Parmi les cas les plus médiatisés, figure celui de Salma Al-Chehab, une étudiante en médecine dentaire et mère de deux enfants, condamnée en 2023 à vingt-sept ans d’incarcération suivis de vingt-sept ans d’interdiction de voyager, pour avoir publié des tweets en faveur des droits des femmes. La même année, Mohammed Al-Ghamdi, un enseignant à la retraite, s’est vu infliger la peine de mort par la même Cour criminelle spécialisée pour de simples messages dénonçant les violations des droits humains dans le royaume.
« Tout peut être considéré comme terroriste, à partir du moment où les autorités considèrent que cela porte atteinte à la “sécurité de l’Etat”, commente Lina AlHathloul. Depuis que “MBS” est devenu prince héritier, en 2017, les condamnations pour dissidence ont augmenté de façon exponentielle. Les personnes sont jugées pour de simples tweets et elles ont l’interdiction de recourir à un avocat pour leurs procès, ajoute-t-elle. Lorsqu’elles font appel, la peine est revue à la hausse. »

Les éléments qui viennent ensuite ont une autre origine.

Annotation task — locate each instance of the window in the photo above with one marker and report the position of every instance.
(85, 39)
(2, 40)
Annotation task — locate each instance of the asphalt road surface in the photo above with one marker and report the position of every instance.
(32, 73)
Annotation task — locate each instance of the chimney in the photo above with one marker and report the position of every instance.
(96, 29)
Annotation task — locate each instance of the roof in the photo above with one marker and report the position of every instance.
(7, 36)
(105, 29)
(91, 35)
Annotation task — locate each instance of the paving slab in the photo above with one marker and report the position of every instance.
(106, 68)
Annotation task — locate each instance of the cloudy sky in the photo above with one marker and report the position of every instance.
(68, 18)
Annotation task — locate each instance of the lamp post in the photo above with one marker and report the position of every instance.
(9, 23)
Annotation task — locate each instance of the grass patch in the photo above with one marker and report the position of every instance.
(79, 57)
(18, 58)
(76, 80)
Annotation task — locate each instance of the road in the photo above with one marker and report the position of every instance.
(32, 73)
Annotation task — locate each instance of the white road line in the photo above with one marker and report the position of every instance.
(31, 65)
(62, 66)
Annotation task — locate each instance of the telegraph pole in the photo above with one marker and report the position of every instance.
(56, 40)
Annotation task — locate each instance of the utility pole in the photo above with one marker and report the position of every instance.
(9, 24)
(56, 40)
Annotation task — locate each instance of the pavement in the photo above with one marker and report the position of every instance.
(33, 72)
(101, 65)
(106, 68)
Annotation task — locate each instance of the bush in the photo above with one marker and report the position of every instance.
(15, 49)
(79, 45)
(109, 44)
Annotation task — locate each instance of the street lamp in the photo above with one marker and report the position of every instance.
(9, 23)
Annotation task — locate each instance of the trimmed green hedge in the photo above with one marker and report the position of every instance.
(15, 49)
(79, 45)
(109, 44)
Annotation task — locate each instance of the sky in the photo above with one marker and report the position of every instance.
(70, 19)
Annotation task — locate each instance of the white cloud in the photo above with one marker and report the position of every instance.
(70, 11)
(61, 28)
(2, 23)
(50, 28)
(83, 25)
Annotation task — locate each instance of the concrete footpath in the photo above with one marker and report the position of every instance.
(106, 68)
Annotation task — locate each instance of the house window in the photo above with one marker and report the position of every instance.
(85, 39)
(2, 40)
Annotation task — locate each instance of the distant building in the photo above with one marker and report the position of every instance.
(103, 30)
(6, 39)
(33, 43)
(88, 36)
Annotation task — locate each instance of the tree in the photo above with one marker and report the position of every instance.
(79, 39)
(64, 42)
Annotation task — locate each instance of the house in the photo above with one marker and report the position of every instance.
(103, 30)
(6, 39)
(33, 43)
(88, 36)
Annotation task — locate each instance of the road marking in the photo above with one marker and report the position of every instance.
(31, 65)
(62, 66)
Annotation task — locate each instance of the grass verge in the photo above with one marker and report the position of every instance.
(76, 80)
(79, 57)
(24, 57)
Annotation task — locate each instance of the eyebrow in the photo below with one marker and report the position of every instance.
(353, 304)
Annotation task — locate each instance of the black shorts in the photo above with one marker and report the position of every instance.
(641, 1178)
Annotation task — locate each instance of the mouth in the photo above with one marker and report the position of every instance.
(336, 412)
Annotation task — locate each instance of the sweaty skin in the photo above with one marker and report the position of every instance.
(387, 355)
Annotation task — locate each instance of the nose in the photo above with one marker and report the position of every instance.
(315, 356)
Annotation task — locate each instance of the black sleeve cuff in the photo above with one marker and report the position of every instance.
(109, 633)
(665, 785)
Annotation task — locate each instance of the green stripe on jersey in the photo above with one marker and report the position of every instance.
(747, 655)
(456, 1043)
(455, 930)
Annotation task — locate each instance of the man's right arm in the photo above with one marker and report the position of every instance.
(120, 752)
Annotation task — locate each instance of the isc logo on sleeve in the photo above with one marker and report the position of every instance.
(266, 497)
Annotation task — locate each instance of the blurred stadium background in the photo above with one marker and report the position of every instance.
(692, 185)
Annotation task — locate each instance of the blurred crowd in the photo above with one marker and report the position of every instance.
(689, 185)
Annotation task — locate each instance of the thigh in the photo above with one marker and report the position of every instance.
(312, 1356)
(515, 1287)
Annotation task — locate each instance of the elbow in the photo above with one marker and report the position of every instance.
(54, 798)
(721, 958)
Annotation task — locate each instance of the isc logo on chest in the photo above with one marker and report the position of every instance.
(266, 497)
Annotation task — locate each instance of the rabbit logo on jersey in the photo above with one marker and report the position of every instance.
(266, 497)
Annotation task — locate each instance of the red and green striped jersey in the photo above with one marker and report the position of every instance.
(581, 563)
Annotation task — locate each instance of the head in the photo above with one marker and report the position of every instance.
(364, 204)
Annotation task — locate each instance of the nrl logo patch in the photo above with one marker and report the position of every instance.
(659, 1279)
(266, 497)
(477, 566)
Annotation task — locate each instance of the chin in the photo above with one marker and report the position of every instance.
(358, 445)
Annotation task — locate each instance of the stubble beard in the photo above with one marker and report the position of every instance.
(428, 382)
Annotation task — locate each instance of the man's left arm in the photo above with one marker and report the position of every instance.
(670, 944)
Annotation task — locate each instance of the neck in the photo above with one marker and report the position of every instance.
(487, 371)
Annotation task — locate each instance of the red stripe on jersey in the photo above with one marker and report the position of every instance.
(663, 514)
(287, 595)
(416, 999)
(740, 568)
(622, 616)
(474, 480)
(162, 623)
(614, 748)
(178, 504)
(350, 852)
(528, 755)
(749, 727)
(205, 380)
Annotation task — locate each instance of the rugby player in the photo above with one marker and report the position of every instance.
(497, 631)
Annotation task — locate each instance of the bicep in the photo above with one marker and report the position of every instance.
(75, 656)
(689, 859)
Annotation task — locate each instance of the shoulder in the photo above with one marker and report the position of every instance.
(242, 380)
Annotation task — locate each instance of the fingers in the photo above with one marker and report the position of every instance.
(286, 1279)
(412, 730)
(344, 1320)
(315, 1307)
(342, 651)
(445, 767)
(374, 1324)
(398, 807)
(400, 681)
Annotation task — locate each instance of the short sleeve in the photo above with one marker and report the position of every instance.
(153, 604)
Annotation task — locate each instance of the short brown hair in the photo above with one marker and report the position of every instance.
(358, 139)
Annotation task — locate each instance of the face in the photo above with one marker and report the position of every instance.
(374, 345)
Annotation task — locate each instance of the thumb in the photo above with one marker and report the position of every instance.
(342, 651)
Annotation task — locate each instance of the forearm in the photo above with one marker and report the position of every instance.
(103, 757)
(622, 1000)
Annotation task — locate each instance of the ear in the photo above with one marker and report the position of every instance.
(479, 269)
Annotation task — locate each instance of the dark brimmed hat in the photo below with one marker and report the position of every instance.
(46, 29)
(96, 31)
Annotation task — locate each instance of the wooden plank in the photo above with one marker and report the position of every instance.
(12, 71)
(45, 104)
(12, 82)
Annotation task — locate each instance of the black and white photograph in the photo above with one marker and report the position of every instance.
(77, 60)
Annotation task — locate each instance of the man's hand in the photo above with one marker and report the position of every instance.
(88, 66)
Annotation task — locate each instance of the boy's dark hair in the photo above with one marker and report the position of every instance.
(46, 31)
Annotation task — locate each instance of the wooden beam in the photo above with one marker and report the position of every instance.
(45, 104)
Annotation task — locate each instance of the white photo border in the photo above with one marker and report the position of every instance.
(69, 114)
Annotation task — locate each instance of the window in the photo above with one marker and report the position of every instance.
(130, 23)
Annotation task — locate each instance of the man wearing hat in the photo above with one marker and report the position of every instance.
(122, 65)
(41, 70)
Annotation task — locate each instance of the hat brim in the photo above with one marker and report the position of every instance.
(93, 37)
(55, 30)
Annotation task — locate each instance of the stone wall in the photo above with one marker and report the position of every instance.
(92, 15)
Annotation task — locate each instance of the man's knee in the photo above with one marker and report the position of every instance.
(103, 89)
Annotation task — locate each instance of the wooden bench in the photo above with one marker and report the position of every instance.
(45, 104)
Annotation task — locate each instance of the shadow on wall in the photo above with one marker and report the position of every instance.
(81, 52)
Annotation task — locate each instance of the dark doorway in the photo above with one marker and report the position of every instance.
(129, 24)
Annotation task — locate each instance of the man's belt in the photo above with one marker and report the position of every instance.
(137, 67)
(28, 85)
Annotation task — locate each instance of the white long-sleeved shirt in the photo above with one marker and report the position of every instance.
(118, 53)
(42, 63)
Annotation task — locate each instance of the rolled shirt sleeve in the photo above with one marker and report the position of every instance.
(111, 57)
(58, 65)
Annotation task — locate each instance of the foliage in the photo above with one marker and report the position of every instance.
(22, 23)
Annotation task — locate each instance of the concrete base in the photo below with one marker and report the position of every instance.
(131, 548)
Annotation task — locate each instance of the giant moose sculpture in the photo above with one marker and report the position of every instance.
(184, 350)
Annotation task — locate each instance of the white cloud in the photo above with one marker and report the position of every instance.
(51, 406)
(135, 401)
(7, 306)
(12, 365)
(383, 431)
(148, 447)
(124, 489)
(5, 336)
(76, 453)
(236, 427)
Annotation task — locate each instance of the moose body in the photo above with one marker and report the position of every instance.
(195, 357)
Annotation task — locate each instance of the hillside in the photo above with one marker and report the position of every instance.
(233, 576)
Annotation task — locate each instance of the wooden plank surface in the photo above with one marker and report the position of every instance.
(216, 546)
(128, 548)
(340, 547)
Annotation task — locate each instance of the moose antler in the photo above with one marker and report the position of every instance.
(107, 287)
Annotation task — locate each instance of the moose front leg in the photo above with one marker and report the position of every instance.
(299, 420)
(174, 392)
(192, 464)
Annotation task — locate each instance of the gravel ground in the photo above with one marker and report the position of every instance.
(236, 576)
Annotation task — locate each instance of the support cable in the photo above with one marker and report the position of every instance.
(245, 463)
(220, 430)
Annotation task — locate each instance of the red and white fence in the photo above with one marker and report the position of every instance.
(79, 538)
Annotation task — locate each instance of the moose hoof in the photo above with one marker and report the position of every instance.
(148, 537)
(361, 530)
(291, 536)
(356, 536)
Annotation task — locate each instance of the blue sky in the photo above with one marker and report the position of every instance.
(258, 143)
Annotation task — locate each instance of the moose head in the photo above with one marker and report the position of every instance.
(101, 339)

L’action de « MBS » reste ainsi marquée par une profonde ambivalence : d’un côté un assouplissement en matière de mœurs, qui a conduit notamment à l’octroi aux femmes du droit de conduire et à l’organisation de concerts de musique dans le royaume ; de l’autre un durcissement dans le domaine politique, qui se traduit par une intolérance absolue à l’égard de la moindre contestation. Mohammed Ben Salman est plus que jamais le prince aux deux visages, un autocrate modernisateur, qui transforme l’Arabie saoudite, pour le meilleur et pour le pire.